Making My Mum Happy is More Priceless Than Money Itself

I was very upset last week and so was my mum. I was still upset the next day and even though a few times I tried to comfort myself by saying that hey, at least it's not as if I'm broke now after buying her the $60 over shoes. I still have money that can still last me up to payday. It's just that I was upset because I wasn't supposed to spend that much again after I gave her some money to buy fabric to make new clothes for Hari Raya. Oh, I also spent $140 repairing the kitchen pipe. Oh where's they crying emoji when you need it?!!

So I was complaining about what happened the day before. Funny thing, we hardly talked during work but after work, we always seem to share our life stories together. She's years older than me and after hearing me out, she said things that struck me. Anyway, she was telling me that I was lucky because I still have a mum to buy things for, unlike her. She wants to buy her gifts but she no longer can't because her mum is no longer around.

That it got me thinking that I had been selfish. How a mother's love is priceless and yet here I am worrying about how 'little' money I had left after buying for her the shoes. It's not as if she has a cupboard full of shoes. She only had one pair which she had worn to death and had to sew on it and anytime they will just disintegrate. Like I wasn't thinking how every morning before work, she will pick out my  work clothes, iron them and then prepare breakfast like a cup of milo and at the same time, prepare my usual lunch of a butter and jam sandwich and a bottle of hot plain tea. I mean any other mothers would be like, go prepare your own clothes, your own breakfast and then your own luch. But she is doing all that in the every single morning. Even on weekends when I don't work, she will still prepare a simple breakfast and also my gym outfit which motivate me unconsciously to go to gym, but of course as you know, my other motivation is the gym guy, but that's another story.
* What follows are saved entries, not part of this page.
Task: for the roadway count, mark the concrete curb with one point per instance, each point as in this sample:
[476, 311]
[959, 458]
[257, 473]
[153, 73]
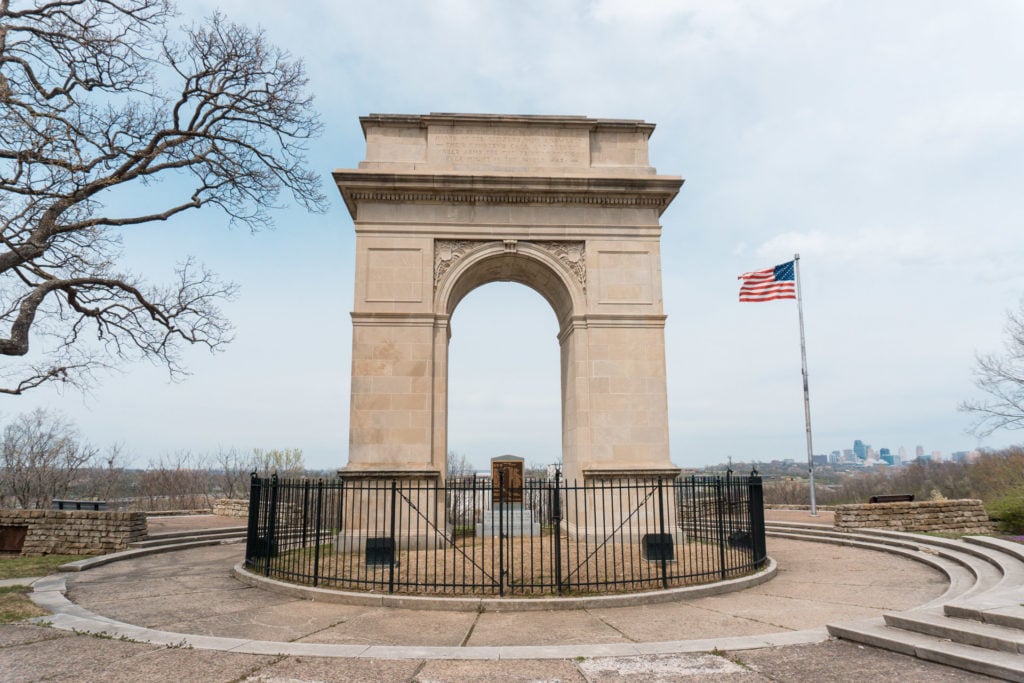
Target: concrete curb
[22, 581]
[502, 604]
[49, 594]
[99, 560]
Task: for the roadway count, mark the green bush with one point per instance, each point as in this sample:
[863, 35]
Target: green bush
[1008, 511]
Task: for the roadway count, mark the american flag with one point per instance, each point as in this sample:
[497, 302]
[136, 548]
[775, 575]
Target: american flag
[770, 284]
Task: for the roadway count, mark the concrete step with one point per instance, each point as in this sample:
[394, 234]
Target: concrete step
[968, 632]
[984, 569]
[1000, 609]
[178, 538]
[978, 659]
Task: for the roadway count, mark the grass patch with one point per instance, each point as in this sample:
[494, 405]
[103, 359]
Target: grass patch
[15, 605]
[15, 566]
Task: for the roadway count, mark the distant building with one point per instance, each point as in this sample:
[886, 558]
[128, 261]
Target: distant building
[860, 450]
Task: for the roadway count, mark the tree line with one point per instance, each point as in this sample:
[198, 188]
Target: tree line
[43, 457]
[996, 478]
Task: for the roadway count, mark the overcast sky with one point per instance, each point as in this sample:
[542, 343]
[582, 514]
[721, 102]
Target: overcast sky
[884, 141]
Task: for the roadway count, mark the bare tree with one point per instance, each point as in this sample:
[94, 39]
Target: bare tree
[1001, 377]
[41, 456]
[176, 481]
[97, 102]
[286, 462]
[232, 470]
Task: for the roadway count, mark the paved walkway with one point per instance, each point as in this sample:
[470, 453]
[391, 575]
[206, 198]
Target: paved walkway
[266, 637]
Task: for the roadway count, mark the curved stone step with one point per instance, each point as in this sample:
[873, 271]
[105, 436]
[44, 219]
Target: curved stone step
[979, 659]
[935, 623]
[175, 539]
[985, 569]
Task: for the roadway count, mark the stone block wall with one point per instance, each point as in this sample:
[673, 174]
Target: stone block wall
[231, 507]
[965, 516]
[76, 531]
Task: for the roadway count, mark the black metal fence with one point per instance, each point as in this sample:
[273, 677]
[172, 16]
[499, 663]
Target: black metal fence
[473, 537]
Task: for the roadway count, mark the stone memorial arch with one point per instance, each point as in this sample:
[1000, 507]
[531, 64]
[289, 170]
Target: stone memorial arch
[567, 206]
My colleague also said you can always earn money again but you can't earn your mother's love again once it's gone. Sometimes we get carried away by money even though money itself is not evil but people's attitude towards money.  Of course, money is also important not just to assist us in our day to day living but money can also help to bring happiness towards our loved ones. How our parents brought us up painstakingly and then as we grow up, we love them less and less. How they pinned hope on us to bring them happiness like living in a nice house and be given some cash monthly so that they don't have to work and can use their time for leisure instead of just looking after us. But alas, many of these parents are still working hard just to put food on the table because their children cannot take care of them anymore as they have their own family commitments. Their wish for us to get a good education so that we can have a better future like a degree, a big house and money in the bank so that we are not poor.

Alas, some children grow up to be nothing but giving their parents constant headache by getting into unnecessary trouble or seeing their own parents as nuisance which is sad actually. I'm guilty of making my mum feel like she was not worth buying the shoes for despite the state her current shoes are in. Hearing my friend talking her toddler son by pointing to him all the big houses surrounding the shopping centre, telling him to study hard so that he can buy a house for her. Then I think about how we ourselves are struggling to give our parents happiness, let alone how we expect our own children to survive in the future when things are already so expensive nowadays.

Then it set me thinking that it's not too late for me to provide a better future for me and my mum. I want to continue to give her happiness and I want to continue to earn more money because with this money, I can afford to buy better things for  her, like a house maybe? There's a limit to saving money but there is NO limit in earning money. I don't want to be a disappointment to my mum and this I promise.